Every day 2.1 million child laborers in West Africa work often work from 6 a.m. until sundown in deplorable conditions just so we can enjoy it here. As the chocolate industry has grown over the years, so has the demand for cheap cocoa. However, our cheap chocolate that we can buy readily in stores comes at a cost of children’s well-being, who are sometimes sold to traffickers or farm owners by their own relatives, who are unaware of the dangerous work environment and lack of any provision for an education. Sometimes traffickers abduct the young children from small villages and may not see their families for years, if ever. Other times, children are promised something as simple as a bicycle, which they will never see. Most children who labor on cocoa farms are between ages of 12 and 16 but reporters have found children as young as five.
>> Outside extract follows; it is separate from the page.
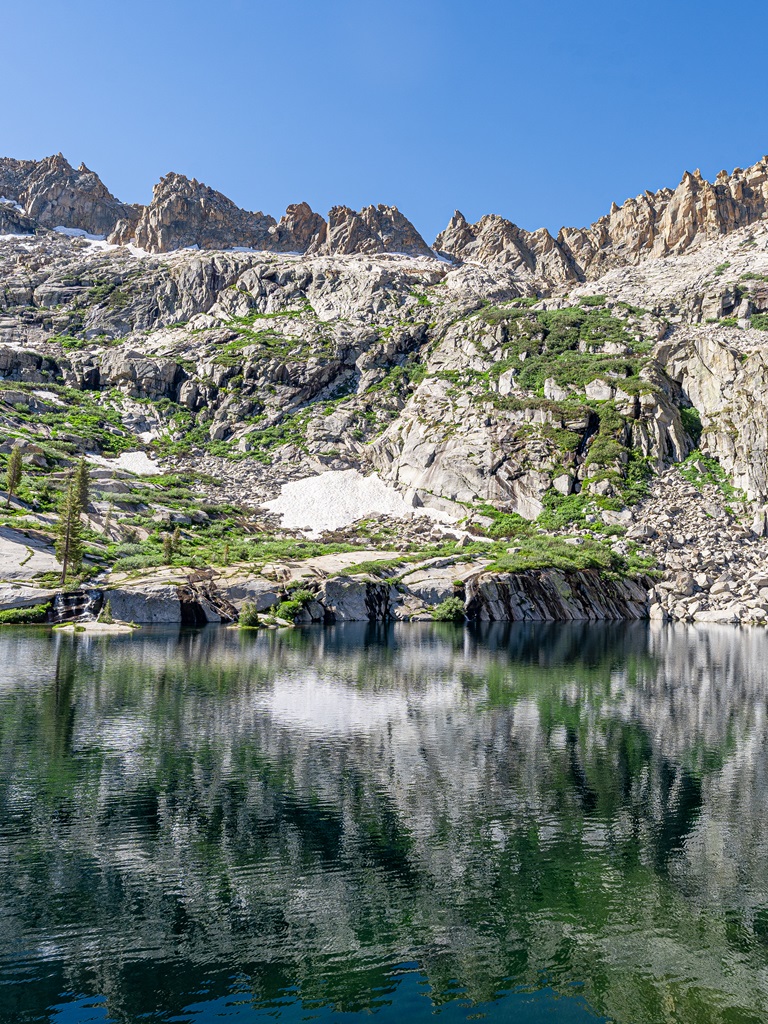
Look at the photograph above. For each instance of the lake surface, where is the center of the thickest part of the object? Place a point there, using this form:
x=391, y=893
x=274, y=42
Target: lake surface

When these children work too slowly or try to escape, they are whipped and sometimes locked up at night to prevent them from escaping. One survivor was nine when he started working on the cocoa farm and slept on black plastic under a shelter. His diet was limited to bananas and yams. They never even taste the chocolate they work so hard to produce. Another former cocoa slave, Aly Diabate, told reporters that the beatings were part of his life. When asked what he would tell people who eat chocolate from slave labor, his response was that they enjoyed something that he suffered to make, adding “when people eat chocolate, they are eating my flesh.”

Hershey’s has not thoroughly addressed accusations of child labor and refuses to release any information about where it sources its cocoa. Aside from Western Africa, a significant amount of cocoa is grown in Latin America, where while some farms may employ these practices, it is not as widely documented as in Western Africa.

Consumers play a significant role in diminishing the food industry’s injustices. For a list of recommended chocolates, visit http://www.foodispower.org/chocolate-list/ and download its app. One simple change. Something that will barely put a dent in your grocery budget. One small thing that you can do that can make a world of difference.

To take it a step further, contact Hershey’s and Nestle to encourage them to get their cocoa from only ethically sourced suppliers. Please feel free to use some of my talking points above.

Imagine if everyone started to demand chocolate produced using fair labor practices. What would happen? It would reinvent the industry. No demand. No supply — and changes would begin to happen.